Last fall when I went to see Nine Inch Nails in concert, I came out of it in shock. Because at concerts, I throw myself into the music, and the emotion, and the energy, as much as I can. My measure of intensity is directly related to how much I get out of the experience. And with Nine Inch Nails, I throw myself further down that spiral than I do with any other artist, save for Depeche Mode.
And at the Oakland show, last fall, I was overwhelmed by a whole flood of emotion I’d carefully locked up ten years before. And it happened again last night. So now I have to open a fairly major question – am I really that calm? Am I really that Zen? Do I want to be that way?
Let’s backtrack a bit here. As I have been addressing more and more of who I am – versus who I thought I was supposed to become – I have been faced with How Much Of Me Is Left. It’s superficial, so far. It’s just goth, it’s just black, it’s just being a do-gooder geek. My love of history and reading, my drive to save the world, everything I was by nature, that I pushed down because I was pushing so hard to fit into mainstream America. I bought mall clothes! I subscribed to Cosmo! I developed an obsession with Sex and the City! I bought slutty club clothes and went out dancing! I did everything that I thought a twenty something normal girl would do.
Let’s put it this way: I am accepting that I am a freak. I’m always going to be a freak. And I was so fucking miserable as a freak as a teenager that I pushed myself to grow up into an adult who looked and acted like she didn’t know what freaks were. And I didn’t learn that the first time in the States, apparently – even though pushing against my nature almost drove me to suicide. The second time back in America, I did a bit better with it, but let’s face it, Jillian – your first year and a half here had a definite theme to it, and that theme was Let’s Pretend You Were Popular In High School.
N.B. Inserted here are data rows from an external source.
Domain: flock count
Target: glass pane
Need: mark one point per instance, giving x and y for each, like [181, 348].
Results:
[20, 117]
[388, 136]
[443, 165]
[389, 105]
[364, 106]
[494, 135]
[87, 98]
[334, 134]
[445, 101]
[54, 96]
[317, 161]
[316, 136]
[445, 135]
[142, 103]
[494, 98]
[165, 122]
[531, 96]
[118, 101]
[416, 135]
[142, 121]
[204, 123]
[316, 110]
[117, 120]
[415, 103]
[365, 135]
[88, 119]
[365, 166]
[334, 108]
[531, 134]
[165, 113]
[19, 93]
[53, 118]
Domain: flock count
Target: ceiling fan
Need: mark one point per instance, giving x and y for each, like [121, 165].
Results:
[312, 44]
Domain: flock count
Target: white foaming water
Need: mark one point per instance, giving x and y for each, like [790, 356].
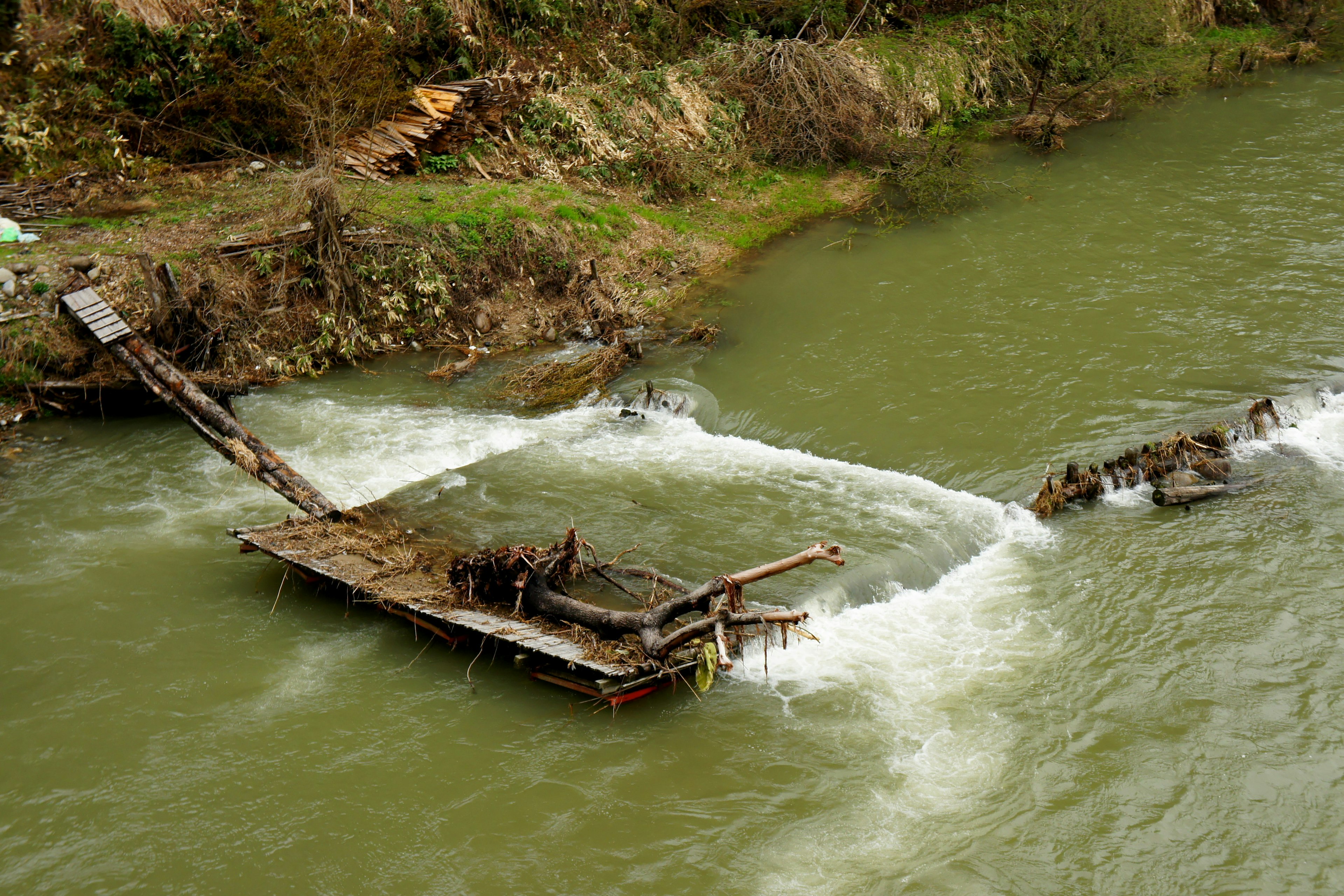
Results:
[899, 679]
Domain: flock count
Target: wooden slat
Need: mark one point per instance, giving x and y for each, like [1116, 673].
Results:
[83, 299]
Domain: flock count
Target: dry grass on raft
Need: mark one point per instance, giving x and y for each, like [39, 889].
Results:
[387, 547]
[564, 382]
[1050, 499]
[702, 332]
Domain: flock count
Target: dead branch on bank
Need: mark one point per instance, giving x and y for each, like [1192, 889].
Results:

Maybe it was told to me, maybe I told myself, but I’ve repeated as a mantra, “you’re not broken, Jillian. You’re normal now. There’s nothing wrong with you. You’re not what you were, the fat lonely housewife in Seattle, the freak from Oak Bay High. You’ve made yourself normal.”
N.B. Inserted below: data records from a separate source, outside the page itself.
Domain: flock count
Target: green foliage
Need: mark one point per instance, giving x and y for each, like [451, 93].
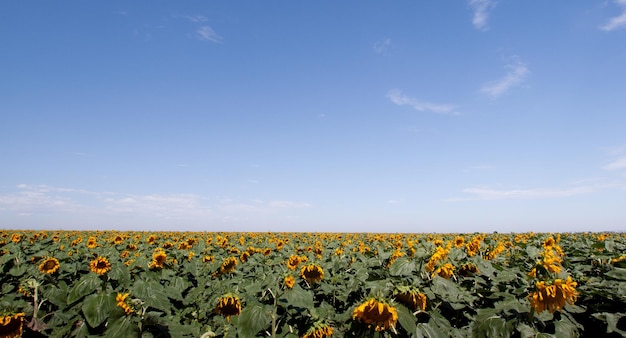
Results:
[484, 294]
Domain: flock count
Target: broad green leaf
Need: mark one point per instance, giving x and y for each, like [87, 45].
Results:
[89, 283]
[402, 267]
[122, 327]
[406, 318]
[297, 297]
[617, 273]
[98, 307]
[254, 318]
[152, 294]
[428, 330]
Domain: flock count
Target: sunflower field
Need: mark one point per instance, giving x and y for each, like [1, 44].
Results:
[312, 285]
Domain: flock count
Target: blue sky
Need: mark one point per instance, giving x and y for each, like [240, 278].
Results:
[350, 116]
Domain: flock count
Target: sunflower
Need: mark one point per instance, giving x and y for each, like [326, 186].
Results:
[100, 265]
[412, 299]
[49, 266]
[228, 305]
[459, 241]
[553, 297]
[244, 256]
[289, 281]
[376, 312]
[158, 259]
[118, 239]
[312, 273]
[468, 270]
[16, 238]
[92, 242]
[473, 247]
[292, 262]
[319, 330]
[11, 325]
[121, 302]
[228, 265]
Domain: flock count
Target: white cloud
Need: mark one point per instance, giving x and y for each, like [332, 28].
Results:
[516, 74]
[167, 206]
[395, 201]
[196, 18]
[617, 21]
[481, 10]
[288, 204]
[396, 96]
[617, 164]
[534, 193]
[381, 47]
[207, 33]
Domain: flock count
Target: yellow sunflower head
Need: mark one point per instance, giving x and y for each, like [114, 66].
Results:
[11, 325]
[290, 281]
[228, 305]
[100, 265]
[159, 257]
[377, 313]
[312, 273]
[121, 302]
[228, 265]
[412, 298]
[49, 265]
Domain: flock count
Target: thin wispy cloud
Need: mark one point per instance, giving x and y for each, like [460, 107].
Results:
[206, 33]
[196, 18]
[616, 21]
[382, 47]
[397, 97]
[617, 164]
[481, 9]
[517, 73]
[38, 200]
[533, 193]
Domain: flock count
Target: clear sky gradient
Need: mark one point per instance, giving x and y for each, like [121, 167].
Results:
[349, 116]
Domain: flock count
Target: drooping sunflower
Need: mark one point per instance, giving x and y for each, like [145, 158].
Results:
[228, 265]
[158, 259]
[312, 273]
[49, 265]
[376, 312]
[92, 242]
[292, 262]
[228, 305]
[290, 281]
[446, 271]
[100, 265]
[121, 302]
[11, 325]
[468, 269]
[554, 296]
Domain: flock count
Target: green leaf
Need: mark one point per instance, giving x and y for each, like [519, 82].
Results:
[611, 320]
[86, 285]
[617, 273]
[402, 267]
[297, 297]
[152, 294]
[406, 318]
[427, 330]
[122, 327]
[97, 308]
[254, 318]
[120, 273]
And then last November happened, and I turned myself inside out, and the climax of that happened at Nine Inch Nails – and I started crying. Not because I’m not ever going to be normal, although that’s hard for me to accept, the fact that I’m always going to be a bit different. And yeah, I’m not as fucked up as a lot of people are. But I need to stare down everything that was wrong with me, every fear I don’t want to accept, every shred of hate I still carry, all the resentment that I’ve shoved down under a layer of tranquillity. I can’t just reinvent myself and make it go away. I only wish I could.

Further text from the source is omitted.